In Step 3, my imaginary tourists would pack themselves, without complaint, into our older, limited, motel space located, almost exclusively, in the city’s noisy sprawl area. Unlike all real tourists, they won’t want to stay in the first-class facilities with space and views and great amenities located near the points of interest.  They will be perfectly happy spending lots of money to stay somewhere that’s just like home. The other group will be the backpackers who will use the open space and gladly pay an occupancy tax for pitching a pup tent. 
That’s enough; you get the picture. As the saying goes, you can’t have your cake and eat it too. That is still true; therefore, like it or not, compromises will have to be made and the politicians, above all, will have to make them. Quoting Charles de Gaulle, “To govern is always to choose among disadvantages.” 
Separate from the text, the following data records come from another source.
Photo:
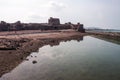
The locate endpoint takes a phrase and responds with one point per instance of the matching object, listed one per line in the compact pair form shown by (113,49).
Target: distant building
(54,21)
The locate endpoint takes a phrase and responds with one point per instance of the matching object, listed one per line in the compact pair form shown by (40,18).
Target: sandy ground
(26,42)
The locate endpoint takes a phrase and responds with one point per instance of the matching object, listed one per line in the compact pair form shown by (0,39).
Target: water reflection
(90,59)
(57,42)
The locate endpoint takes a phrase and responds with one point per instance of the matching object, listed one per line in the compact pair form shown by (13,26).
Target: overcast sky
(92,13)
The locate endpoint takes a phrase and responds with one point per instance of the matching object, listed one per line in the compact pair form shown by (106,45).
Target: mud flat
(15,48)
(113,37)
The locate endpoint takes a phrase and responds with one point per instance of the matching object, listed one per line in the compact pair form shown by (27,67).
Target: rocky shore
(14,49)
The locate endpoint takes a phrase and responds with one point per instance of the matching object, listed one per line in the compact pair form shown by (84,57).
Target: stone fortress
(53,24)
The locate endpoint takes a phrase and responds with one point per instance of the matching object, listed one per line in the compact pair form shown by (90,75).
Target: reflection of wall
(57,42)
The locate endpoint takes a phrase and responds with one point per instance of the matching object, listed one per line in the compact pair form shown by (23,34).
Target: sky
(91,13)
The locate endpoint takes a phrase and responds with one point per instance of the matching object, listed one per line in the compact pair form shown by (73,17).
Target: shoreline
(25,44)
(21,45)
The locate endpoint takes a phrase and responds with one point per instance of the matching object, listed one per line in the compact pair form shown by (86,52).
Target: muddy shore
(15,48)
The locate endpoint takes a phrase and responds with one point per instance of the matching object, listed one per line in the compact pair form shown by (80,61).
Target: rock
(34,62)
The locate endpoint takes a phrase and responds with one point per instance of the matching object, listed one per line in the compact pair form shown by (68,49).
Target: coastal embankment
(14,48)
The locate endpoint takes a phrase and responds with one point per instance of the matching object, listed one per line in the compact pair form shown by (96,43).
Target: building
(53,21)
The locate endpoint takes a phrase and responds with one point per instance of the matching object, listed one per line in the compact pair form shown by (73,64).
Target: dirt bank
(15,48)
(108,35)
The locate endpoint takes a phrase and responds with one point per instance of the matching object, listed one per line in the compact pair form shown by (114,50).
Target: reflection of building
(54,21)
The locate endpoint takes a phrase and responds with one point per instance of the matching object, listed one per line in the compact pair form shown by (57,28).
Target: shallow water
(90,59)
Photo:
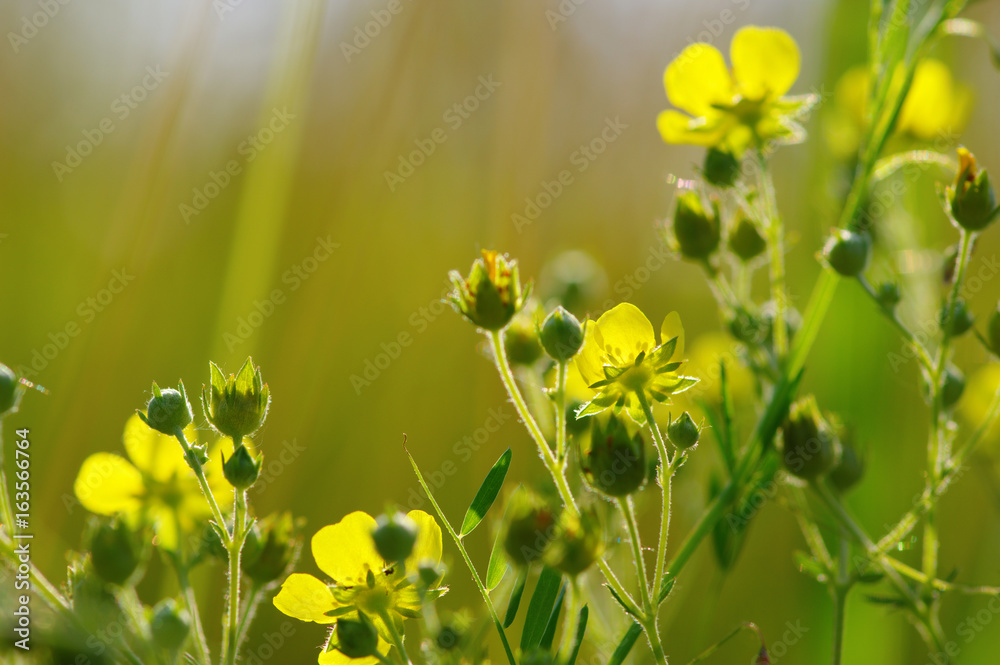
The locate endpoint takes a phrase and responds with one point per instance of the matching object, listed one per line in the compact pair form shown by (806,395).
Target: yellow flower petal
(590,359)
(697,79)
(623,333)
(108,484)
(765,62)
(305,598)
(153,452)
(345,550)
(428,545)
(672,328)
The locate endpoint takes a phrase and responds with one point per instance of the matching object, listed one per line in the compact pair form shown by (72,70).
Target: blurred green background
(309,118)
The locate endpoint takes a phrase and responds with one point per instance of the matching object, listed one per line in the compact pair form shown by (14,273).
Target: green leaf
(625,646)
(515,598)
(553,623)
(540,608)
(581,628)
(497,566)
(487,494)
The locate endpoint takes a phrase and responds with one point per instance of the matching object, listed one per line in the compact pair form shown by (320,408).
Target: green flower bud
(491,295)
(971,198)
(270,547)
(745,240)
(888,295)
(956,320)
(952,387)
(236,406)
(809,445)
(169,625)
(722,169)
(577,543)
(241,469)
(561,334)
(394,536)
(993,331)
(520,341)
(169,411)
(848,252)
(356,638)
(682,432)
(696,231)
(528,531)
(613,459)
(115,551)
(9,389)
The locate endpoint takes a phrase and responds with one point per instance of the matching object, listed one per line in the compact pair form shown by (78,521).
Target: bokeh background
(342,118)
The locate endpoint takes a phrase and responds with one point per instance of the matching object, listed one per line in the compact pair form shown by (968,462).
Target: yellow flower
(734,110)
(157,487)
(362,581)
(620,360)
(937,106)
Hollister is overcrowded for its infrastructure and both the city and the county suffer from too much ugly and inappropriate sprawl. If things do not change, it won’t be long until before you’ll be able to walk across the entire county from rooftop to rooftop without ever touching the earth. This eats up valuable open space with every little advantage to either the businesses or the residents. 
Additionally, there has not been enough emphasis on planned communities – just standalone development.  We need added population, but a county that consists of only a single significant city is limited physically and unhealthy politically. It becomes a case of us versus them and the two plans never meet. 
At this critical time it’s essential for Hollister and San Benito County to work together to plan the future, and without the closest cooperation at all levels of government neither plan can possibly succeed. Anyone who believes that the details can be worked out at a COG meeting or two is sadly mistaken.